Often, when we approach design and architecture for children, we imagine round, bright, colorful spaces, with cartoon figures on the walls and miniature furniture for adults. The Wutopia Lab agency takes the exact opposite approach to this trend by opting for a more sober design but still as playful and dreamlike as ever.
Designer Erni Min and architect Yu Ting, co-founders of Wutopia Lab, observed that many children, including their own eight-year-old daughter, preferred more subtle, if not somewhat abstract, environments for play and creativity. “They are sometimes more attracted to the visual interests related to spatial changes than to bright colors,” says Erni. “A simple and neutral space, with just shades of color.”
For example, when Wutopia Lab was chosen to design a children’s leisure space for Aranya, a family resort complex on the Qinhuangdao coast, three hours east of Beijing, they adopted a radically different creative approach. A few well-placed touches of yellow and red, mirrors, vertical gardens defying gravity, giant “soap bubbles”, a ceiling covered with balloons—all help to stimulate children’s imagination. “We used exaggerated artistic techniques to turn everyday life into a magical reality,” says Yu.
A 1000 m2 area houses the playground occupying the ground floor, with the children’s restaurant on the first floor. Min and Yu added extra roof space, a bright red playhouse, a kind of cherry on top – a wink to ice cream sundaes.

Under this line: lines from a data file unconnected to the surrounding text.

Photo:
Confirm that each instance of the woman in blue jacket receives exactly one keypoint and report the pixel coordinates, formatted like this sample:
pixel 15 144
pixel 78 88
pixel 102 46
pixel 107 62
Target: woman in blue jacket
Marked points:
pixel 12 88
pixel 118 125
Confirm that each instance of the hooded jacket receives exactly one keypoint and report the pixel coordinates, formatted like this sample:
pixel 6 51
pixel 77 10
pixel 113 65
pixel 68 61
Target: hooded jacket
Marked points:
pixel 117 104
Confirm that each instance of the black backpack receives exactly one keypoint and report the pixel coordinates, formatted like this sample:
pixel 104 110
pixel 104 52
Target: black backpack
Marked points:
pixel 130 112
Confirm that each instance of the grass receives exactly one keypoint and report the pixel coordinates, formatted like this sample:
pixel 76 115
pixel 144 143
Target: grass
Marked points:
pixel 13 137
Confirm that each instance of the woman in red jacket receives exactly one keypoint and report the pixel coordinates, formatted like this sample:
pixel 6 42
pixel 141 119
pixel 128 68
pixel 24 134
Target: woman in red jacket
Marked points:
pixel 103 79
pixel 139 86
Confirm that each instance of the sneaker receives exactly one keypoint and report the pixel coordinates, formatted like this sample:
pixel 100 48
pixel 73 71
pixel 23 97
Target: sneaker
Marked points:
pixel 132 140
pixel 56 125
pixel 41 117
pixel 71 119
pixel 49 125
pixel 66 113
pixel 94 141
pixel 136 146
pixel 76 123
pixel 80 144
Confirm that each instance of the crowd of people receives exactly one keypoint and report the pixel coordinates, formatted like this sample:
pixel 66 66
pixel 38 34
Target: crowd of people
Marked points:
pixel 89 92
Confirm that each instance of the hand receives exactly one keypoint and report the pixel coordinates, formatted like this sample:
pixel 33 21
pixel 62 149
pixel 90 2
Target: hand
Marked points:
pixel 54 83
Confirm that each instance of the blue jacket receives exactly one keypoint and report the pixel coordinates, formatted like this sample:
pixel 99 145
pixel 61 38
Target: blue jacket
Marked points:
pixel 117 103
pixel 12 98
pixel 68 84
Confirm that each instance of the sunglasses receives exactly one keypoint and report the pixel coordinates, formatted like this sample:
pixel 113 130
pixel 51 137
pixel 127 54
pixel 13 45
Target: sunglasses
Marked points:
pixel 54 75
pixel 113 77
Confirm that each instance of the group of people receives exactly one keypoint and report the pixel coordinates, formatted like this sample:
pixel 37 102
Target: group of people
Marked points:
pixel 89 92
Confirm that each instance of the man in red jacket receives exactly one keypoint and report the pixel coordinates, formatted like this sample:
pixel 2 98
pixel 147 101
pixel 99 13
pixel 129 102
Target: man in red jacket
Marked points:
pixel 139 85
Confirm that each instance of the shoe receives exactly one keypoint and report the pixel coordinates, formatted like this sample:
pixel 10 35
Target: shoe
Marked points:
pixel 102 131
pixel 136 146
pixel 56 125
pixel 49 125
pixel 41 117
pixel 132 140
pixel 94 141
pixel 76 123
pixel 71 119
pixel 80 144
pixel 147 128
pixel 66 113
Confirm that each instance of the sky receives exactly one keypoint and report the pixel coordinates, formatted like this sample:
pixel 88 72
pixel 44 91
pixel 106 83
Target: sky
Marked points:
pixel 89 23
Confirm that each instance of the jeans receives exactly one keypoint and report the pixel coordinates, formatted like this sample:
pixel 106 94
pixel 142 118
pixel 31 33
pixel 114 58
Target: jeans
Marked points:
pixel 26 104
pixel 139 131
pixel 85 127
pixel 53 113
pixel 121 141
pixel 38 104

This area is accessible from a sunny staircase, a kind of yellow brick road that runs through the interior and exterior of the building, encouraging a sense of discovery.
While the restaurant is light and airy, the lower level is darker and more mysterious. The mirror walls reflect a black painted ceiling, dotted with sparkling fiber optic lights, like a starry sky on a moonless night. Circles are omnipresent. Floating in a ball pit, luminous globes and transparent PVC bubbles are large enough for children to play with. “Children love soap bubbles, so fleeting and unpredictable,” says Yu. There is also a theater, itself circular, with black poofs knitted in the shape of sea urchins, a stainless steel slide, a trampoline and, for quieter moments, a library. The bathroom is flooded with blue, like an aquarium.